When she finally visits her 70 year old mother living in remote Vermont, Gabrielle vets all her pent up frustration, anger and guilt, about how niggardly her mother has become, wearing Payless shoes and holding up her socks with rubber bands. It seems she cannot write more nastily when she has an insight: "When you have some style and taste, but you don't have the cash, you brag about your "finds" from the thrift store. You sit in your chair with great satisfaction when you pull off a delicious dinner for ten people for only forty bucks, the same way my mother fed a family of seven on tails and carcasses and marrow bones. But seeing her now and how uncannily similar we are, I fear that it won't be long before I, too, am so obsessed with thrift ... How far down the path am I already if I make Prune's dishwashers nest the bowls properly ... and if I stop a cook from throwing away the onion tops ... How can it be, after all the concentrated effort and separation, how can it be that I still resemble, so very closely, my own detestable mother?"

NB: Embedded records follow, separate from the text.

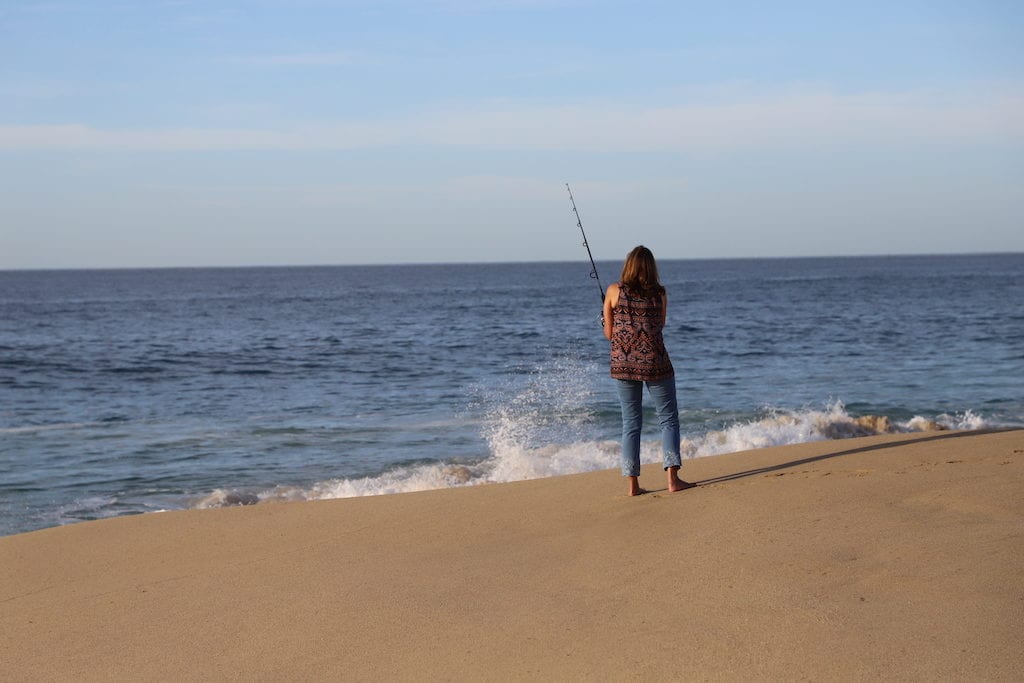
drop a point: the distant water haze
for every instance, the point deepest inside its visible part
(127, 391)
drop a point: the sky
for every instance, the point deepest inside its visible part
(272, 132)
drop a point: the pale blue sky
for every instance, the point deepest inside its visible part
(316, 131)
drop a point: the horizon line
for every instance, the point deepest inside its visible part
(496, 262)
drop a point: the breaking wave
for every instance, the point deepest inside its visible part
(516, 432)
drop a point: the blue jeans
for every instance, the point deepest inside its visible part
(631, 397)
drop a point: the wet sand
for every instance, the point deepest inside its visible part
(894, 557)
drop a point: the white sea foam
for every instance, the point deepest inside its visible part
(513, 431)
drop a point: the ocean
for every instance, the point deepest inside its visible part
(132, 391)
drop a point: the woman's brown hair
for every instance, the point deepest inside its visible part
(640, 272)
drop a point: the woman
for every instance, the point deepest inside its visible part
(634, 316)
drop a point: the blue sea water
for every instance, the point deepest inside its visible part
(127, 391)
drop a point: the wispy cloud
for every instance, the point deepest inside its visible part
(787, 121)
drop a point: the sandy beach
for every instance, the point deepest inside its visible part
(896, 557)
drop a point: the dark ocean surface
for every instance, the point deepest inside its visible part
(127, 391)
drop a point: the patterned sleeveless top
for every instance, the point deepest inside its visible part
(637, 346)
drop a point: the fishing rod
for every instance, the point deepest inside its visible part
(593, 266)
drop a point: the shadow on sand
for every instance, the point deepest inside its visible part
(850, 452)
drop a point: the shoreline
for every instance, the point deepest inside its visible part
(893, 556)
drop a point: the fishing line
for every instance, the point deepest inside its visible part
(593, 266)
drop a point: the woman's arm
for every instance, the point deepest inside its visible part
(610, 300)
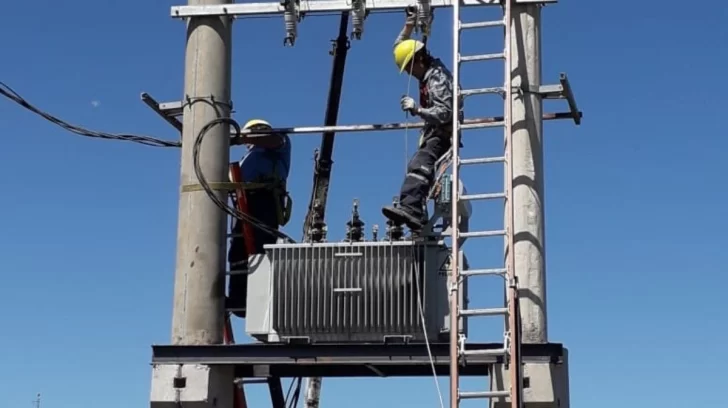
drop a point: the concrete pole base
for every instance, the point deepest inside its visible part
(546, 385)
(191, 386)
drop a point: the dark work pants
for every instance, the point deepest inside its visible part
(421, 174)
(262, 206)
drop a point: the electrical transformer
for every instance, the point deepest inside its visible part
(363, 292)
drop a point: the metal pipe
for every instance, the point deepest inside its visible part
(478, 123)
(322, 173)
(316, 7)
(511, 287)
(454, 256)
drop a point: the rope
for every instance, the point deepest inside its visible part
(424, 331)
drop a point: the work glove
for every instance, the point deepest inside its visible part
(408, 105)
(410, 16)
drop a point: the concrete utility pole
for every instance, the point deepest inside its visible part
(199, 287)
(199, 284)
(528, 171)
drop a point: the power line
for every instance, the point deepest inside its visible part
(9, 93)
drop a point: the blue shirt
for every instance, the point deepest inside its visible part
(260, 162)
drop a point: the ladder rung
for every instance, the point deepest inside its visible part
(483, 57)
(477, 272)
(485, 196)
(481, 91)
(486, 352)
(482, 234)
(466, 126)
(483, 394)
(485, 312)
(251, 381)
(482, 24)
(482, 160)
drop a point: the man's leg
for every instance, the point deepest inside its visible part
(416, 185)
(238, 261)
(263, 209)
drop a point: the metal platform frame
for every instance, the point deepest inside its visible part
(345, 360)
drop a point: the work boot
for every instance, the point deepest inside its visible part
(400, 216)
(236, 306)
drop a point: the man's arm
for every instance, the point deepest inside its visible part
(440, 111)
(266, 141)
(409, 26)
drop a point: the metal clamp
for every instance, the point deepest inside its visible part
(358, 14)
(169, 111)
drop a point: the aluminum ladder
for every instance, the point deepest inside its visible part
(511, 351)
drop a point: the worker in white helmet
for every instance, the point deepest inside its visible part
(264, 168)
(435, 109)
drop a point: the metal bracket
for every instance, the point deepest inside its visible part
(359, 13)
(321, 7)
(276, 392)
(169, 111)
(292, 16)
(560, 91)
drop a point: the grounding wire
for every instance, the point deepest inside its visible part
(222, 204)
(424, 331)
(9, 93)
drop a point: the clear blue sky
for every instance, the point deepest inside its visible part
(635, 196)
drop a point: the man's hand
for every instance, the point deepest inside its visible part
(410, 16)
(408, 105)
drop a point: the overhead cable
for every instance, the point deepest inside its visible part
(9, 93)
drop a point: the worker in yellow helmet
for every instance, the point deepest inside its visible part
(435, 109)
(265, 166)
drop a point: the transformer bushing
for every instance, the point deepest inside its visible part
(355, 226)
(318, 225)
(394, 232)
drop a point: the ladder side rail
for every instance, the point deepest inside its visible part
(511, 282)
(454, 245)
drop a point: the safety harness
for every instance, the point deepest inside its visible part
(276, 185)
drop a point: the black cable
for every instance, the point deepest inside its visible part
(297, 393)
(9, 93)
(223, 205)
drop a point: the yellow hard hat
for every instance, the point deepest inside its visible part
(256, 122)
(405, 51)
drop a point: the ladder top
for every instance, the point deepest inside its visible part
(322, 6)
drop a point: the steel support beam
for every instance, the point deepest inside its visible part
(344, 360)
(322, 6)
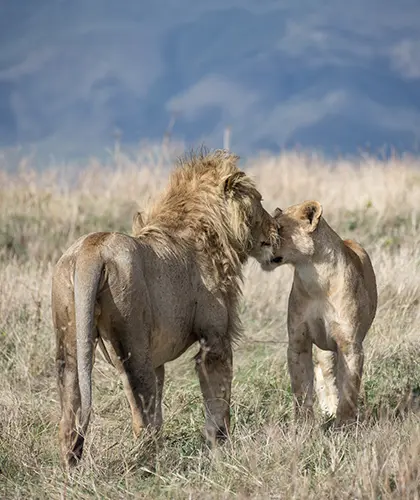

And again: "... most people (in her childhood home town) ate frozen fish sticks .. macaroni and cheese ... and bologna, but we ate coq au vin ... and le puy lentils for less money than the store=bought stuff. Other people had rec rooms and television, but we were forced to entertain ourselves outdoors ... Other kids got ... Snack Pack puddings, but we got ratatouille sandwiches on homemade bread in oily brown paper lunch bags. And we were taught by her to see ourselves as infinitely better for our dedication to high culture. I have been trying for twenty years to rid myself of this Gallic snobbism. When I now see my ... mom pour herself a tumbler of wine cooler, the oppressive heavy wet blanket of snow slides off the roof of my soul in one giant thawing chunk and suddenly I feel clear, light and permissive."

And so she becomes emotionally reconciled to this old woman, and thereby likeable for a page or two, until the focus shifts to her own marriage. Gabrielle has visited her husband's mother's villa in July for five or six years, fantasizing about how much more lovable his mother is than hers. She lugs her two boys with her and during the last trip over as they head to the airport: "Michele and I can and do spend the entire year isolated from and unknown to each other, but as soon as we get in the car on the way to the airport, we smile at each other with a kind of bond, and we are unified, however briefly, by a nostalgia for the moment about to come July in Italy ... I don't look at him but I am fully attentive, expectant. It never ever ends how I wish it would, how I fantasize it will ... Ever since I understood that I was actually married, I have hoped for it to be everything I think a real marriage should be, an intimacy of the highest order ... I have readied myself ... for the luminous pearls of his inner life, some word from his heart, some revelation of what he thinks about or fears or loves or agonizes over, which never arrives."

When Michele reveals what he was going to say -- buying a new cell phone -- Gabrielle like her intolerant mother, shuts herself off emotionally from him for half of the vacation. It is the beginning of the end, despite her fulfilled wish of finally being able to cook for his extended family.

The book is brutally honest, revealing soul buried secrets that women only divulge to best friends after bottles of wine. Her bitchiness, her complete devotion to her career, her confused dismay of understanding generations and partners, is what makes her so unlikeable, so known, so every woman.